Bhayankavu Bhagavathi Temple is a very sacred Hindu Bhagavathi temple on the Alathiyoor Pallikadavu Road in Kavilakkad,  Purathur, Tirur situated in Malappuram district, about 14 km from Tirur Railway Station .

The temple is dedicated to the goddess Bhagavathi. Three main festivals are celebrated in Bhayankavu. The first one is on Thulam 1st (the middle of the month of October).

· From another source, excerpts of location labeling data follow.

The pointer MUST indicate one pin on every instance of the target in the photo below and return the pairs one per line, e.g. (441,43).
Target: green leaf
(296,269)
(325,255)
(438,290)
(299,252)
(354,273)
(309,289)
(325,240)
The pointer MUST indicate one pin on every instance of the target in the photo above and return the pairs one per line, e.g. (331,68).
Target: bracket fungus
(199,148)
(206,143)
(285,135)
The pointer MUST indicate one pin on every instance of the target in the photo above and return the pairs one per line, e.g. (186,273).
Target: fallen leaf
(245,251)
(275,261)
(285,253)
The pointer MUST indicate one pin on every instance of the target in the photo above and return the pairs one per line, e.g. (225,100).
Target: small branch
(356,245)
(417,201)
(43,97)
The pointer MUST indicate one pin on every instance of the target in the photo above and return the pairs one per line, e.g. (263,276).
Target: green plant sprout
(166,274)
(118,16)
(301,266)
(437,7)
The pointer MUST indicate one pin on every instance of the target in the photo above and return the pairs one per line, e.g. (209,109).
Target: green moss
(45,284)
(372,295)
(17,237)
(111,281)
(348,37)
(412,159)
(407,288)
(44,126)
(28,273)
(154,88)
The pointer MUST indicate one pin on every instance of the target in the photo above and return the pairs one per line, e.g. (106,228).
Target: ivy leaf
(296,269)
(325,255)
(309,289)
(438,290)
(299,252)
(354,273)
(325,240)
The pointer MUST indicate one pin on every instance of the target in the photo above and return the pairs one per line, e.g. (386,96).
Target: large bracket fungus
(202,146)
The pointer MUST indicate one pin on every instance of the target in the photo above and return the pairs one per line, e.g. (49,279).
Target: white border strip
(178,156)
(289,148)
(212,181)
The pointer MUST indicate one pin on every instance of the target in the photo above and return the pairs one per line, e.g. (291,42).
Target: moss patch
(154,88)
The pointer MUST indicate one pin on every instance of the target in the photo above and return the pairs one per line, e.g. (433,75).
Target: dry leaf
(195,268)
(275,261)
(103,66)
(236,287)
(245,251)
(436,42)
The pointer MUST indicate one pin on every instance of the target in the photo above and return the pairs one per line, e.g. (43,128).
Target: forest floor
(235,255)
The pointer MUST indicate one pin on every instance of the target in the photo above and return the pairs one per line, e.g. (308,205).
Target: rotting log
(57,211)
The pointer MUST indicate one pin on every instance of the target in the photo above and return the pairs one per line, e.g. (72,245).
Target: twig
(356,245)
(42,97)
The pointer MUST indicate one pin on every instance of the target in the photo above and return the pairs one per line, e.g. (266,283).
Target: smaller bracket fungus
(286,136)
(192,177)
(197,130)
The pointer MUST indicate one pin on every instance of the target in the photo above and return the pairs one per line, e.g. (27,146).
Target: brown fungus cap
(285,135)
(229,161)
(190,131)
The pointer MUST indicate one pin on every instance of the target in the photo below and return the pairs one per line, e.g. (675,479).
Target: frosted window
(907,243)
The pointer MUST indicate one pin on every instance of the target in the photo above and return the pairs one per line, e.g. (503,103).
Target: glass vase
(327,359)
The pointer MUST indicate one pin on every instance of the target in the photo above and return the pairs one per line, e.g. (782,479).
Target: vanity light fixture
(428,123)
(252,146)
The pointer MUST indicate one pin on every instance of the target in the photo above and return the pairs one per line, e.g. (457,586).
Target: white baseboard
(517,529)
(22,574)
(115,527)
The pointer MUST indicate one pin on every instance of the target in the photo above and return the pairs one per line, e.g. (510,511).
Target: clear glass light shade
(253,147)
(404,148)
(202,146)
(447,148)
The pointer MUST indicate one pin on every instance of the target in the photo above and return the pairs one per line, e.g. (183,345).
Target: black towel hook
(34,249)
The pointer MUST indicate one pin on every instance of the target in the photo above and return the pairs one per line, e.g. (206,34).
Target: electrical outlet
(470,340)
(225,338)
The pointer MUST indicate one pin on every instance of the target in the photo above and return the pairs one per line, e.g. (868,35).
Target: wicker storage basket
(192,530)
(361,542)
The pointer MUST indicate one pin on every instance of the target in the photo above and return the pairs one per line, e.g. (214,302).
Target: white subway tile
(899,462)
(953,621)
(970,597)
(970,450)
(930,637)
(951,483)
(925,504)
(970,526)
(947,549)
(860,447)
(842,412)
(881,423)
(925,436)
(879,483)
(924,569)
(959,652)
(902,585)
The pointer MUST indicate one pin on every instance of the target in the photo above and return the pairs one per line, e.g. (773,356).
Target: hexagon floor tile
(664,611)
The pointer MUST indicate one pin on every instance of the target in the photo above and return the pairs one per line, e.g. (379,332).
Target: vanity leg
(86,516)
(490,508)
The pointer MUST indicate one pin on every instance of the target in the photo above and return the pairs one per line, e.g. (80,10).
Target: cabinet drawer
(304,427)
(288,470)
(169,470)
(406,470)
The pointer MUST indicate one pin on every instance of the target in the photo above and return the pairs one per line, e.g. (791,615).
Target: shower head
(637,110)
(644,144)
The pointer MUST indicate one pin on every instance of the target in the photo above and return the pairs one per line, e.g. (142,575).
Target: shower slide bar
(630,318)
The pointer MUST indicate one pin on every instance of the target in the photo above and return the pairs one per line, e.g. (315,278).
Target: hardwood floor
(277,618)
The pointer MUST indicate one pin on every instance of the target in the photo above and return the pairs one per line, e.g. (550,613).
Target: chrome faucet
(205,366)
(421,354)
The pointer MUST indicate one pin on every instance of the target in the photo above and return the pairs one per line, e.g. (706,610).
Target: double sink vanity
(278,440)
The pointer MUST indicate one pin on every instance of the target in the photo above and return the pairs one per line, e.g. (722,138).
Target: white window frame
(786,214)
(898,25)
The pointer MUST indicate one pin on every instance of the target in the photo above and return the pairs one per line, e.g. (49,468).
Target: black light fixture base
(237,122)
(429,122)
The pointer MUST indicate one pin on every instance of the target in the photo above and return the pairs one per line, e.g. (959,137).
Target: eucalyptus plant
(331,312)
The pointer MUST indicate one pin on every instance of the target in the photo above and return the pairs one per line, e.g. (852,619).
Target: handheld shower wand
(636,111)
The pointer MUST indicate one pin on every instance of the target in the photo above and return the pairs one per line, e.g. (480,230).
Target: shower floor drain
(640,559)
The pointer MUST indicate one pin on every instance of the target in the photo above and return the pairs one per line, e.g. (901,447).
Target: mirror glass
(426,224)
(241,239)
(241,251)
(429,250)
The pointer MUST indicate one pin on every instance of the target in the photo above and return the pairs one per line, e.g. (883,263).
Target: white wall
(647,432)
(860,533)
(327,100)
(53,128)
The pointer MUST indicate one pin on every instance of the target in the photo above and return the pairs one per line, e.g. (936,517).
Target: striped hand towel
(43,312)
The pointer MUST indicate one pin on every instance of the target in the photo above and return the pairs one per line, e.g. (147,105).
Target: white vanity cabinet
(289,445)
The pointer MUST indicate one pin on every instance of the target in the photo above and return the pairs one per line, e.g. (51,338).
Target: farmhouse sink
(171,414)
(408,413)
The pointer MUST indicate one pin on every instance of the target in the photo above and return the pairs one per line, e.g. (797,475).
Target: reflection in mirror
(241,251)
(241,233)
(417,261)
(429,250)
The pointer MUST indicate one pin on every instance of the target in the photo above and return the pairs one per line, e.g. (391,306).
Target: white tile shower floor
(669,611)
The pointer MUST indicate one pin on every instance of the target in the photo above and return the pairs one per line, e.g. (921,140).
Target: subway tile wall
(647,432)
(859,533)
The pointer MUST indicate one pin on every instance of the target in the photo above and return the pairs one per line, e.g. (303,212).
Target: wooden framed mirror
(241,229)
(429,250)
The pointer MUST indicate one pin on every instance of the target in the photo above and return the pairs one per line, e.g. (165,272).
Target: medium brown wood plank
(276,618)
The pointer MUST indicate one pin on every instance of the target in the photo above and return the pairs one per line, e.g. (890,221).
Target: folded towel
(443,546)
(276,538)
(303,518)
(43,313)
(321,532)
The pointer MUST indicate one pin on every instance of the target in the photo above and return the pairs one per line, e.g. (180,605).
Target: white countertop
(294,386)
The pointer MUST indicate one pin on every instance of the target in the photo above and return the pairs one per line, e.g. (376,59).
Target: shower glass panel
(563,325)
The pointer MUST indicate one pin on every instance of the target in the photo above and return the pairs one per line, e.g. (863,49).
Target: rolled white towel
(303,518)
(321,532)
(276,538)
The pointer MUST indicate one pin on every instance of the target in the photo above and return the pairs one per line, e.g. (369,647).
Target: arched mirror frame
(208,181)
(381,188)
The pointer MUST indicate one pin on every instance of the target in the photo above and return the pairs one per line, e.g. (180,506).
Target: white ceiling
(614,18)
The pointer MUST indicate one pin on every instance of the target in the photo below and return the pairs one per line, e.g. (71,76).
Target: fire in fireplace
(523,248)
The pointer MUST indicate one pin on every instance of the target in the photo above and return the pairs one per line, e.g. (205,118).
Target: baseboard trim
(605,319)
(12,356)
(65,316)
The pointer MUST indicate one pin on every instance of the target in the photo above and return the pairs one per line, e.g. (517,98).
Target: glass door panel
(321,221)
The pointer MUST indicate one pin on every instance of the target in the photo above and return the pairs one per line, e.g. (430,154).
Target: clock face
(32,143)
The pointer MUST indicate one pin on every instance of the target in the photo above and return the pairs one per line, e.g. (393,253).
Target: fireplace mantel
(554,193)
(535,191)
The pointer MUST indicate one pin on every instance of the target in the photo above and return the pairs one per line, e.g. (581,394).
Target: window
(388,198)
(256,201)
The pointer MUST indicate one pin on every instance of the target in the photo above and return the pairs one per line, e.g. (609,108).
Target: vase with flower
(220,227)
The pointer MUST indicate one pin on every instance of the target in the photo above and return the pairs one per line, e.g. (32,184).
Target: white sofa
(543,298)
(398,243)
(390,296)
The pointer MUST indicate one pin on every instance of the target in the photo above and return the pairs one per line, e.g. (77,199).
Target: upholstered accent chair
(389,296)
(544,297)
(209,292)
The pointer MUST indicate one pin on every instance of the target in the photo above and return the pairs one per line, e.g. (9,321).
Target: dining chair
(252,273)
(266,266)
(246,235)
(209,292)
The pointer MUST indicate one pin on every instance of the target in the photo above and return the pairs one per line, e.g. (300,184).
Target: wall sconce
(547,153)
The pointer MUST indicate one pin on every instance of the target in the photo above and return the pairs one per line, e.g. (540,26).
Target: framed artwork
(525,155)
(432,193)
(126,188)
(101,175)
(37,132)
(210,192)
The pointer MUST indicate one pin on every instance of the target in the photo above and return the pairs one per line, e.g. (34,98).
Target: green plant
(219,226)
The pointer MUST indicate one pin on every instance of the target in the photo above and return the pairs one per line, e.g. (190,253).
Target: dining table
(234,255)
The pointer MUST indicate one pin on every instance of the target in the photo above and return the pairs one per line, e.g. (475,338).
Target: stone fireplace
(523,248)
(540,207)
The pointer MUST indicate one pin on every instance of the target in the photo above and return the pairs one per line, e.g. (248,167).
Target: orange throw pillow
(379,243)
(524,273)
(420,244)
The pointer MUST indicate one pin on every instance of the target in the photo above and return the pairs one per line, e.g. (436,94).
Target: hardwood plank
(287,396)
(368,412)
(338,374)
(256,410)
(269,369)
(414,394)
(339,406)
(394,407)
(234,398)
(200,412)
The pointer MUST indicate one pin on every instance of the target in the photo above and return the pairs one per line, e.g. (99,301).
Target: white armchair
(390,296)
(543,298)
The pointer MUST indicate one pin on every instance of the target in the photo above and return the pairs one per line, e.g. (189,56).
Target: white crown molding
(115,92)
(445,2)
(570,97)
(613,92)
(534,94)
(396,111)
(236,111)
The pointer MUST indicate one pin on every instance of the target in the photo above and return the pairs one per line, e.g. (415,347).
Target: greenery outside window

The second one is known as 'Makarachovva' (first Tuesday of Malayalam month 'Makaram'.) The annual Thalappoli ritual in the temple is observed according to the Malayalam calendar                                                

During the 'Thalappoli' festival the ritual 'Pavakkooth' (a shadow play like as doll-play, but where only the shadows of different characters of Hindu deities can be seen) is conducted in the temple throughout the month of 'Kumbam' (normally 16 February to 15 March). During these days, "Kalamezhuthu" is conducted in the Temple.The next Thalappoli is on 14 March 2022

The coloured powders used for the kalam are prepared from natural products only. The pigments are extracted from plants - rice flour (white), charcoal powder (black), turmeric powder (yellow), powdered green leaves (green), and a mixture of turmeric powder and lime (red). It often takes more than two hours to finish a kalam drawing with appealing perfection. Decorations like a canopy of palm fronds, garlands of red hibiscus flowers and thulasi or Ocimum leaves are hung above the kalam. Also during the festival, women carry lighted lamps and move in a procession to the temple for peace and prosperity. Normally, hundreds of devotees participate to witness this important ritual in the temple.